We belong to one another – we are deeply connected at the very core of our molecular being and our spiritual being – and as Paul suggests, that means something for the ways that we live life with and among one another. 

Today we celebrate those individuals who have helped us find our way.  Those people in our lives who have loved and nurtured us – those who have contributed something of wonder and beauty through soul and body into the world – those who have helped us to better understand this life of humility to which Paul calls us. 

And we give thanks for those who have shone brightly enough over the course of our lives that they have revealed something of love to us.  Those through whom we have found ourselves oriented in the direction of love, or have become at least more aware of its brilliance.  Those who shown us what it means to be stardust fully alive with the love and spirit and breath of God. 

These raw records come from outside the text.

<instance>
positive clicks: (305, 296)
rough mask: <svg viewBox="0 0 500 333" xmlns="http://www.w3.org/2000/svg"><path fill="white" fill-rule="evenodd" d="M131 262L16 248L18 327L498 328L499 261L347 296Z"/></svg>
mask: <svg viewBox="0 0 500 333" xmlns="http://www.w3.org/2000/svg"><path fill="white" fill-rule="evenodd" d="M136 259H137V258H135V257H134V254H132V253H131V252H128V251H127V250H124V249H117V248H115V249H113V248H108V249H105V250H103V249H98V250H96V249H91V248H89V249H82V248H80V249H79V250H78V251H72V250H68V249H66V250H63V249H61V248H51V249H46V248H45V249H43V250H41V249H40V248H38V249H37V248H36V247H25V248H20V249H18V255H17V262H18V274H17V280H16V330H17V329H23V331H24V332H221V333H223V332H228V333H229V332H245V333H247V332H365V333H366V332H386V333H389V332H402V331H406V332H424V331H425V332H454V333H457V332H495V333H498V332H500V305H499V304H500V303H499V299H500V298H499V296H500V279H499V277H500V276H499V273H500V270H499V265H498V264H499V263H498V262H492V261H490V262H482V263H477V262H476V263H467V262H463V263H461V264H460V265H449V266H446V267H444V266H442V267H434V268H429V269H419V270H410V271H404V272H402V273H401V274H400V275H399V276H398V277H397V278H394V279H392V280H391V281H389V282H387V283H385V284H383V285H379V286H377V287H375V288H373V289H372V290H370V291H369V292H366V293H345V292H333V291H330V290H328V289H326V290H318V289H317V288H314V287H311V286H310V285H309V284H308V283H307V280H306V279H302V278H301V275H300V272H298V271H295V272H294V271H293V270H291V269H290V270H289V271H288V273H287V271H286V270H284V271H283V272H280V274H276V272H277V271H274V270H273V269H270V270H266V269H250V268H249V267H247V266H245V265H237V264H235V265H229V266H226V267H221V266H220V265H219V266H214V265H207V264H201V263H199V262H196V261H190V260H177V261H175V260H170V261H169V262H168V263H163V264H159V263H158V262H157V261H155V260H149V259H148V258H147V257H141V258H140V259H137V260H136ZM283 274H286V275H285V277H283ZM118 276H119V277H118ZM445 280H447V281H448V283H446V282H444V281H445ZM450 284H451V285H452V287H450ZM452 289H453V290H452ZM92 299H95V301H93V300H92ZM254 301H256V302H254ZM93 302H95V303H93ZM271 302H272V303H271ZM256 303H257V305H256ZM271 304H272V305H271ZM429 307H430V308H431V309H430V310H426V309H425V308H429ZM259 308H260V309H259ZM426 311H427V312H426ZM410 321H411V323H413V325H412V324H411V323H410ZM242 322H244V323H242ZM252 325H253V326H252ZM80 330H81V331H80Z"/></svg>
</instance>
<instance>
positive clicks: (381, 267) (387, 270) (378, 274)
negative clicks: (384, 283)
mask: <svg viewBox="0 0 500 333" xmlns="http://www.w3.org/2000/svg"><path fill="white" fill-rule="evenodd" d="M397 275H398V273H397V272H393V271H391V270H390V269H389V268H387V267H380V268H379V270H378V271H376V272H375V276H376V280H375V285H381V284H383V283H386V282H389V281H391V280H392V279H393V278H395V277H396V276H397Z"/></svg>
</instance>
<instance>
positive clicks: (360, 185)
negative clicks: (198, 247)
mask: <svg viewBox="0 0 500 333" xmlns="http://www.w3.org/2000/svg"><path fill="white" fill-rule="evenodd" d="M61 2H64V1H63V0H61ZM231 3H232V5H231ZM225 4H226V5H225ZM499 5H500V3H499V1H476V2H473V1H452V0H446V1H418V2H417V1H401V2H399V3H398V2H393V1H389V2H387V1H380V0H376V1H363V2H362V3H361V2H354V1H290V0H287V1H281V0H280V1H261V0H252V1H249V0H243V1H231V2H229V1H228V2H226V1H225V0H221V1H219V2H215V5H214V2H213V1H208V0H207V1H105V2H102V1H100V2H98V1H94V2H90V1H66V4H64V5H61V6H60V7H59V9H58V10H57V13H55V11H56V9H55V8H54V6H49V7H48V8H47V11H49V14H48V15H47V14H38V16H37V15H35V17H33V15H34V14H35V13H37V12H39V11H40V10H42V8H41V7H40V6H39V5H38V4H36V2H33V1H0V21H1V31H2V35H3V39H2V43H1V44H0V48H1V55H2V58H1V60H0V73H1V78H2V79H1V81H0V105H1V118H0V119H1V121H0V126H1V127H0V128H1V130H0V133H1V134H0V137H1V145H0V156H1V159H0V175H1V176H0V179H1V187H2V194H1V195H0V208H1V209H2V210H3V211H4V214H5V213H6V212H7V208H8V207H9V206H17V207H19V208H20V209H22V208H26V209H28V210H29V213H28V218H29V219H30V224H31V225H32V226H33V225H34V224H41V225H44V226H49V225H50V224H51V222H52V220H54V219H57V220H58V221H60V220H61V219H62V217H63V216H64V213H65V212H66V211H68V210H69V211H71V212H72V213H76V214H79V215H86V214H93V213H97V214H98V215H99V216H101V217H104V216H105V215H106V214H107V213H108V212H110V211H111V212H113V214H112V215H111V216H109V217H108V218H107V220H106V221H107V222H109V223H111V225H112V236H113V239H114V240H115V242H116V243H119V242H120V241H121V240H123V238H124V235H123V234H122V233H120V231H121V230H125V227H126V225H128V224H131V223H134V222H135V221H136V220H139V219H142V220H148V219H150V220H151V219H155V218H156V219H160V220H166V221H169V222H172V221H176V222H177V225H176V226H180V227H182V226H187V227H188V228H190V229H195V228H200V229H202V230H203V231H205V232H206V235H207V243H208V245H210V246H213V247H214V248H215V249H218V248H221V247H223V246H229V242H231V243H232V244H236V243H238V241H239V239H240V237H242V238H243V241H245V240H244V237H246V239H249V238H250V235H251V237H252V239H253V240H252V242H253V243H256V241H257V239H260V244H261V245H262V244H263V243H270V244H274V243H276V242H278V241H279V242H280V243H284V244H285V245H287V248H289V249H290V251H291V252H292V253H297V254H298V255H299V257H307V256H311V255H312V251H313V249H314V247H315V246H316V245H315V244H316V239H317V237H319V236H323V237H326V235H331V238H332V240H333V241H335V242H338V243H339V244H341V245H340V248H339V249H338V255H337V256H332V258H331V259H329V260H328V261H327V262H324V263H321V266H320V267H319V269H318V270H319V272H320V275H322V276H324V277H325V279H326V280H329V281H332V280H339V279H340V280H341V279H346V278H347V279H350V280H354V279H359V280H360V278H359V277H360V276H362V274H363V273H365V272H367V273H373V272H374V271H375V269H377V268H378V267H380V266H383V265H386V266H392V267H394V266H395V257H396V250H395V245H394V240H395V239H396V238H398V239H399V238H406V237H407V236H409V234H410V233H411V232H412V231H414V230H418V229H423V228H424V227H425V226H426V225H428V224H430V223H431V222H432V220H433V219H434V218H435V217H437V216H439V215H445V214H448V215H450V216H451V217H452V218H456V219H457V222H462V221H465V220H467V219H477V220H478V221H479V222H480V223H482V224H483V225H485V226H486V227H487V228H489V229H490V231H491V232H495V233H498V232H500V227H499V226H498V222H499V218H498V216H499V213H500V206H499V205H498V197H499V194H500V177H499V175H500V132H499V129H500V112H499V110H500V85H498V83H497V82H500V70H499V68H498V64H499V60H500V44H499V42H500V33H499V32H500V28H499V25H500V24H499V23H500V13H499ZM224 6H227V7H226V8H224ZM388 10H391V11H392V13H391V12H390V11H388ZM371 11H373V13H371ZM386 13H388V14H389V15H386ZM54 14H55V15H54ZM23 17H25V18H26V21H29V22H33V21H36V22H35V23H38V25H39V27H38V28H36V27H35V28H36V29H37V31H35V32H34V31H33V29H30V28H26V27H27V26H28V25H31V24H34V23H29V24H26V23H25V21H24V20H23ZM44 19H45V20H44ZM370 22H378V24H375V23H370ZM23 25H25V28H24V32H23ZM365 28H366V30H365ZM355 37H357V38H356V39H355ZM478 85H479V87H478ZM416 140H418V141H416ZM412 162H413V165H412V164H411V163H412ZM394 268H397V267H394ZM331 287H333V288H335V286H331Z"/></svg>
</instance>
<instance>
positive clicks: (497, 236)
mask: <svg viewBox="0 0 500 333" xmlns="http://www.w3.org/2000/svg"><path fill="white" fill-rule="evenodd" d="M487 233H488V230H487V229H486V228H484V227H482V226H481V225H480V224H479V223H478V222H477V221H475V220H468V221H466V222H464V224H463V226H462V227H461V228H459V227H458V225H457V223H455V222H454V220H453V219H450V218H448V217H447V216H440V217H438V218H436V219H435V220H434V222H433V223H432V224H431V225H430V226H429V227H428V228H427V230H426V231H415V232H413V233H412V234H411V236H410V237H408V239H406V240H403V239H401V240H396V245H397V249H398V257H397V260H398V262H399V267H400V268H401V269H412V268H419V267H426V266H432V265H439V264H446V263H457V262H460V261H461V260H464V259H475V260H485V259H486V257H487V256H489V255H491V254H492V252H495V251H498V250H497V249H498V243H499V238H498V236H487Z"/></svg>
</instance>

Barry Shoemaker was a beloved member of College Park whose love and memory live on with us after his death in 2008. He loved this saying, “we can’t all be stars, but we can all sparkle.” He even painted it on the wall in the room that our 3rd-5th graders now use for Sunday school.  And I have thought of him often in considering what it means that we are each made from stardust. I think he would be thrilled to learn that in fact we all can be and ARE literally stars. 

We were created and empowered to be points of light – little stars – in our universe. How beautiful is that? And in my experience the brightness of our light depends on the ways we are willing to fully embody God’s love. 

We are dust – but we are more than dust. We are stardust fully aflame with the spirit and love of God, brought to life by the breath of creation and empowered to live fully into the belovedness of all that means –  and in a journey that in so many ways has only just begun.